From 1940 to 1954, she was a critic for Dancing Times and was the author of multiple books and text on dance. Lawson published Ballet in the U.S.S.R. in 1945; "Job," and "The Rake's Progress" in 1949; co-translated with Stephen Garry Valerian Mikhailovich Bogdanov-Berezovsky's Ulanova and the Development of the Soviet Ballet in 1952; European Folk Dance: Its National and Musical Characteristics in 1953; Mime: The Theory and Practice of Expressive Gesture, With a Description of Its Historical Development in 1957; Dressing for the Ballet with Peter Revitt in 1958; Classical Ballet: Its Style and Technique in 1960; A History of Ballet and its Makers in 1964; edited and translated Tamara Stepanovna Tkachenko's Soviet Dances in 1964 and Tkachenko's More Soviet Dances in 1967; A Third Set of Soviet Dances in 1968; The Teaching of Classical Ballet: Common Faults in Young Dancers and Their Training in 1973 and Teaching Young Dancers: Muscular Coordination in Classical Ballet in 1975.

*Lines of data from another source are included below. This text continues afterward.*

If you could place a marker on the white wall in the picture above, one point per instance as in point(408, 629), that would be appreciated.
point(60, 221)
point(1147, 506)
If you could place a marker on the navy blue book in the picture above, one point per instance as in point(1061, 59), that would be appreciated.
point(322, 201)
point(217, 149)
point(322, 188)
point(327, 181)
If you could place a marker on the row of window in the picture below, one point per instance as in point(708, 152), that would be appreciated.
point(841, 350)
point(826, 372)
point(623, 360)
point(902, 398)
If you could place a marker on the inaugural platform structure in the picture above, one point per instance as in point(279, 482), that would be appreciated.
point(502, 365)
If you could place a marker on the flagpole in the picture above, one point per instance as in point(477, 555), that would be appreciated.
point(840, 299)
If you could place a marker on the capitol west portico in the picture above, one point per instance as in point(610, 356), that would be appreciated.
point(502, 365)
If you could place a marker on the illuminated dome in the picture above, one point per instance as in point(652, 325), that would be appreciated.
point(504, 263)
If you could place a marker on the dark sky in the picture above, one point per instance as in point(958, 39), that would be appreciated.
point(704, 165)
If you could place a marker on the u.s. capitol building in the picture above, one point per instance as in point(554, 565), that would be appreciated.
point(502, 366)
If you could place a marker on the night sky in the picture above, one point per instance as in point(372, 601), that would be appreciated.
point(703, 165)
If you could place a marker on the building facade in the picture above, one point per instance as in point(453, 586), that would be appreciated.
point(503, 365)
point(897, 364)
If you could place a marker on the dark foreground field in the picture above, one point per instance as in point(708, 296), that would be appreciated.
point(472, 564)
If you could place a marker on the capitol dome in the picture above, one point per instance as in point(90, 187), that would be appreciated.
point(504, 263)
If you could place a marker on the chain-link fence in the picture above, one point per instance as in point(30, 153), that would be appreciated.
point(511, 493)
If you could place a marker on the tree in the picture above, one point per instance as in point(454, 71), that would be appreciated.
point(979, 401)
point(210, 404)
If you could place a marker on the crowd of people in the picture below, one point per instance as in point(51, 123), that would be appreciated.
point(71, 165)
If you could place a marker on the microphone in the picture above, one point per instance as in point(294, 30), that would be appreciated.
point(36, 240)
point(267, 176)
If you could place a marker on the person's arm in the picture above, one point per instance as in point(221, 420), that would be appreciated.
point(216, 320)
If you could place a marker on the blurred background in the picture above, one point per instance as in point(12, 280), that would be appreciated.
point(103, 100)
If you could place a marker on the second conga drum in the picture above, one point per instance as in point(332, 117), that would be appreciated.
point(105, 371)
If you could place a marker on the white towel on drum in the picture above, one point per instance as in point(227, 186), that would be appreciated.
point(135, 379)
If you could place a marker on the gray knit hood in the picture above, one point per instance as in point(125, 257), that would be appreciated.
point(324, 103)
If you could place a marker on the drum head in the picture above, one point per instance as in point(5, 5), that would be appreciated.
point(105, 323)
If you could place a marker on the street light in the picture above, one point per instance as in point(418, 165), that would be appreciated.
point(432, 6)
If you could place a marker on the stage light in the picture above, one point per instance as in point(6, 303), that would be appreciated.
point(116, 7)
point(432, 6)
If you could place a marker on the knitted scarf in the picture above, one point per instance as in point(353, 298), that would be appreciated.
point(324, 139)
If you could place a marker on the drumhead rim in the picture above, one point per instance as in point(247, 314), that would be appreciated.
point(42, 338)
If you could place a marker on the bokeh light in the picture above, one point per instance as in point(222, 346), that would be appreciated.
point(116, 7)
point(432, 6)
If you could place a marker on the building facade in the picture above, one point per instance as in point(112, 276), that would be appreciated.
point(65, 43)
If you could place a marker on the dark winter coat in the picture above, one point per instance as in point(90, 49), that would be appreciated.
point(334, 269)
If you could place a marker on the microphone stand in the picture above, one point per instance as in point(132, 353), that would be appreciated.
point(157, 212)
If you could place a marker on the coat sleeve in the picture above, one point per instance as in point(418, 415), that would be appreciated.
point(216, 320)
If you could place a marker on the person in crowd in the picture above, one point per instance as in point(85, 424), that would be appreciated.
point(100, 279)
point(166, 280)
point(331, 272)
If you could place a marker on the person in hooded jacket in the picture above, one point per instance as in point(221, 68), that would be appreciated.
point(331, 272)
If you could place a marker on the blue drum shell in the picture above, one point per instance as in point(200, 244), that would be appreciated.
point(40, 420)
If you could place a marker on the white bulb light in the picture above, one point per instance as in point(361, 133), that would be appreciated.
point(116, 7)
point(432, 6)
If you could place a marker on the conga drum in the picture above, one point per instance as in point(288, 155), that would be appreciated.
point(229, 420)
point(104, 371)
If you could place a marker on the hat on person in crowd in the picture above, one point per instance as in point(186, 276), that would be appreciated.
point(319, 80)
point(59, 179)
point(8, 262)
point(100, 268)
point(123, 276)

She also authored The Story of Ballet in 1976; Beginning Ballet: A Concentrated Primer for Ballet Students of All Ages in 1977; Ballet Stories in 1978; The Principles of Classical Dance and The Kay Ambrose Ballet Companion each in 1979; Ballet Class: Principals and Practice in 1984; A Ballet-Maker's Handbook: Sources, Vocabulary, Styles in 1991; and edited Sophia Golovkina's Lessons in Classical Dance in the same year. Lawson contributed to Enciclopedia Della Spectaccolo, Encyclopædia Britannica, Oxford Junior Encyclopedia and several dance journals. She was a member of the Critics' Circle, the Imperial Society of Teachers of Dancing of which she served as vice-chairperson, the International Folk Music Society and the Society for Theatre Research. Lawson received the Imperial Award "for special services to national dance." She died on 18 February 2002.

== Legacy ==
The Royal Ballet School Special Collections' Arnold Haskell Dance Library hold a collection of records of Lawson's professional and writing career as well as dance and theatre ephemera. They include her correspondence, illustrations, manuscripts, notes, photographs, publications and programmes.